Modern CPUs use branch prediction to speculatively execute instructions before knowing the outcome of conditional statements. This was described in the prior chapter in the logistics warehouse analogy as trying to predict where a package will be going before you’ve inspected the label. CPUs execute one branch of the instructions without seeing the data (either true data, or data in the form of CPU instructions) because the CPU has higher speed/capacity than the memory throughput allows. This is another example of a technique developed for performance in a memory-throughput constrained world.

Optimizing your code for branch prediction can significantly improve performance, especially in tight loops or frequently executed code paths.

To optimize for branch prediction:

  1. Structure your code to make branching patterns more predictable. For instance, in if-else statements, put the more likely condition first. This allows the CPU to more accurately predict the branch outcome.

  2. Use loop unrolling to reduce the number of branches. This technique involves manually repeating loop body code to reduce the number of loop iterations and associated branch instructions. See Section 11.4 for more on what this means.

  3. Consider using Julia’s @inbounds macro to eliminate bounds checking in array operations when you’re certain the accesses are safe. This reduces the number of conditional checks the CPU needs to perform.

  4. For performance-critical sections with unpredictable branches, consider using branch-free algorithms or bitwise operations instead of conditional statements. This can help avoid the penalties associated with branch mispredictions.

  5. In some cases, it may be beneficial to replace branches with arithmetic operations (e.g., using the ternary operator or multiplication by boolean values) to allow for better vectorization and reduce the impact of branch mispredictions. An example of this would be using a statement like y += max(x,0) instead of if x > 0; y += x; end.
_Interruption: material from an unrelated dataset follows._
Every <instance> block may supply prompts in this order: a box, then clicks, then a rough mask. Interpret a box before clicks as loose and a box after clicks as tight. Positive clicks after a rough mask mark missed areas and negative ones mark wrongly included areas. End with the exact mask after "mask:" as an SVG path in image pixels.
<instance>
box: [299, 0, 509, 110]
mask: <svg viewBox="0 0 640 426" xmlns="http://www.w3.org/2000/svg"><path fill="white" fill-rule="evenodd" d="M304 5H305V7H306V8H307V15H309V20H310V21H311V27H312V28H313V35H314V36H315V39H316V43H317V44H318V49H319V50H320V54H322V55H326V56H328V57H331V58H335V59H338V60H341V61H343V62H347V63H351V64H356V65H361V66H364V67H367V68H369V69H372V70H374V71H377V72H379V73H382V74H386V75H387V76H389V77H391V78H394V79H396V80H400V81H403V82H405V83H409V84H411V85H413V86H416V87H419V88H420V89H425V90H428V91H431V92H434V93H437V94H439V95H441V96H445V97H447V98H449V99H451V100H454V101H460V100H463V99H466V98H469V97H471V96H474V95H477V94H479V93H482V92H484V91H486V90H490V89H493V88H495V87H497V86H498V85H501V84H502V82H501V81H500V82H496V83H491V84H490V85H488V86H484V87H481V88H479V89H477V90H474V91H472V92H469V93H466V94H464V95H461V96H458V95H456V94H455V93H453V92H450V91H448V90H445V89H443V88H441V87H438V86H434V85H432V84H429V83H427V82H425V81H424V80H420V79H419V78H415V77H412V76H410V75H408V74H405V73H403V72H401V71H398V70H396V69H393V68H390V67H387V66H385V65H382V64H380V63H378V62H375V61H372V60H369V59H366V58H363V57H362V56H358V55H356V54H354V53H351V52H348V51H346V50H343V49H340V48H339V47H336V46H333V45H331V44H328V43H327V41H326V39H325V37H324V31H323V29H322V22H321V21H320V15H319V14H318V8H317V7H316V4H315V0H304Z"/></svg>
Here’s an example demonstrating the impact of branch prediction:

function process_data(data, threshold)
    total = 0.0
    for x in data
        if x > threshold
            total += log(x)
        else
            total += x
        end
    end
    total
end

# Random data = unpredictable branches
rand_data = rand(1_000_000)

# Sorted data = predictable branches
sorted_data = sort(rand(1_000_000))

@btime process_data($rand_data, 0.5)
@btime process_data($sorted_data, 0.5);
  5.126 ms (0 allocations: 0 bytes)
  1.596 ms (0 allocations: 0 bytes)

In this example, having sorted data means that the CPU will predict which branch of the if statement is likely to be utilized. Sorting makes the branch outcome highly predictable for long stretches (all below-threshold values, then all above), improving the effectiveness of the branch predictor. By speculatively executing the code that it thinks will be used, the overall program time is faster when processing sorted_data.

Remember that optimizing for branch prediction often involves trade-offs. The benefits can vary depending on the specific hardware and the nature of your data. If performance critical, profile your code to ensure that your optimizations are actually improving performance in your specific use case. Over-optimizing on one set of hardware (e.g. local computer) may not translate the same on another set of hardware (e.g. server deployment).

10.3.6 Further Reading

10.3.7 Key Takeaways

  • Measure first: use @btime, @allocated, and profiling tools to find hot loops before redesigning algorithms.
  • Favor cache-friendly access patterns; touching memory in the order it is stored often doubles throughput for actuarial grids or scenario cubes.
  • Keep containers concrete and preallocate buffers in tight loops to avoid hidden heap allocations and dynamic dispatch.
  • Start with Float64/Int64 unless memory pressure forces a smaller type; benchmark any change.
  • Make branches predictable when you can and sort or bucket data if it helps align sequential behavior.